Mr. Harper, who was in Burlington, Ont. on Friday to open an arts centre, said there are two issues on the joint security and economic agenda of the two countries. One, he said, is the border and perimeter initiative, and the other is Canada-U.S. Regulatory Co-operation Council.
"We are seeking ways of ensuring security in North America while at the same time making sure that we continue strong Canadian access to the American market," Mr. Harper told reporters. "Even with all of the problems that exist in the United States, this remains essential to our well-being at to our future prosperity."
Mr. Harper said he looked forward to talking about these things and others when he meets with Mr. Obama next week.
Another item the two men will probably want to discuss is the unfolding situation in Iran, where Tehran's nuclear weapons program has prompted world-wide concern and where the British embassy was, this week, subjected to a violent attack.
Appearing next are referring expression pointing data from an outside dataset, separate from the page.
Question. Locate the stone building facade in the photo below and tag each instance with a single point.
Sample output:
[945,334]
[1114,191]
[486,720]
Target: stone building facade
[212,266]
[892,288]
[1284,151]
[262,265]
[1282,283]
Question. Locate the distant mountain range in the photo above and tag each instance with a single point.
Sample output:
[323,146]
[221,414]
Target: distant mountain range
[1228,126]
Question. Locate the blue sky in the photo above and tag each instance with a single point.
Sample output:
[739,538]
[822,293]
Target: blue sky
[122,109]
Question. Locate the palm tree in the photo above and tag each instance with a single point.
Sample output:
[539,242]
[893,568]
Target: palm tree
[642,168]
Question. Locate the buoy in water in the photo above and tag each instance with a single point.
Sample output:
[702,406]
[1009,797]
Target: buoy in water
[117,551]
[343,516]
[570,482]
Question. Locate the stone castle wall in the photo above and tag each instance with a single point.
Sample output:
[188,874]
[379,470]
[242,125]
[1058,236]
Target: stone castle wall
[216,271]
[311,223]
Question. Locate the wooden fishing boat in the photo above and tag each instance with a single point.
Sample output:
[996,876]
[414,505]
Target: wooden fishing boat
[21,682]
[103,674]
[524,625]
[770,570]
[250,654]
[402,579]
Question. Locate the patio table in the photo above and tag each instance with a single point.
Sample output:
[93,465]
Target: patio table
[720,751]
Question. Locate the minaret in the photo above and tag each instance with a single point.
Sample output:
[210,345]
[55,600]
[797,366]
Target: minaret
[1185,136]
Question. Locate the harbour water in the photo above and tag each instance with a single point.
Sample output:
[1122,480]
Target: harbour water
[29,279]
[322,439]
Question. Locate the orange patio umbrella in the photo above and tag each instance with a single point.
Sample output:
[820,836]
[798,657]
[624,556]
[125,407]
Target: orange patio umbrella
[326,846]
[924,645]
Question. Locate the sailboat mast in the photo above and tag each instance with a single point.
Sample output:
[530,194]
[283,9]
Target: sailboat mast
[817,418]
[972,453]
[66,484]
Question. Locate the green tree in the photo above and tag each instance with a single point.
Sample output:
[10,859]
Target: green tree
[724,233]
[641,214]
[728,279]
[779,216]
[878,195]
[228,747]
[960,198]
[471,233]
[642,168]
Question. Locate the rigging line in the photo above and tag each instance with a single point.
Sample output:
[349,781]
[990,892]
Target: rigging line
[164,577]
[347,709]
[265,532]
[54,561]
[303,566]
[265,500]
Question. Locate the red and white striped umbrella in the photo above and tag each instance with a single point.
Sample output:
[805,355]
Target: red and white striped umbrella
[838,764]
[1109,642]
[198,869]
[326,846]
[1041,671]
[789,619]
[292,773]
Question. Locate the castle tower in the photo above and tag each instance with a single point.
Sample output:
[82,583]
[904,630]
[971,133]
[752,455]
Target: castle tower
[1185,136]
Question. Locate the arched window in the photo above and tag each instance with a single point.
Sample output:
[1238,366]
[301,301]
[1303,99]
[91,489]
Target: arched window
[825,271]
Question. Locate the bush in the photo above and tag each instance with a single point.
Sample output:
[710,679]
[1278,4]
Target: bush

There is also the Keystone XL Pipeline project, which would bring oil-sands crude from Alberta to the U.S. Gulf Coast for processing.
The Obama administration has imposed a potentially fatal delay on a multibillion-dollar oil pipeline between the two countries. But a bill introduced Wednesday by 37 Republican senators would require the administration to approve the Keystone XL pipeline within 60 days unless the president declares the project is not in the national interest.
Other irritants in the U.S.-Canada relationship include the Obama administration's decision to revive Buy American purchasing rules and a plan to raise more than $100-million from Canadian travellers with a $5.50 (U.S.) "passenger inspection fee."
But it is the border agreement that is expected to be the centrepiece of the visit. It will harmonize a plethora of regulations and safety standards in the automobile, food and other industries. It will make it easier to obtain temporary work permits and a trusted-traveler document that will allow frequent crossers to skip the lineup at Customs.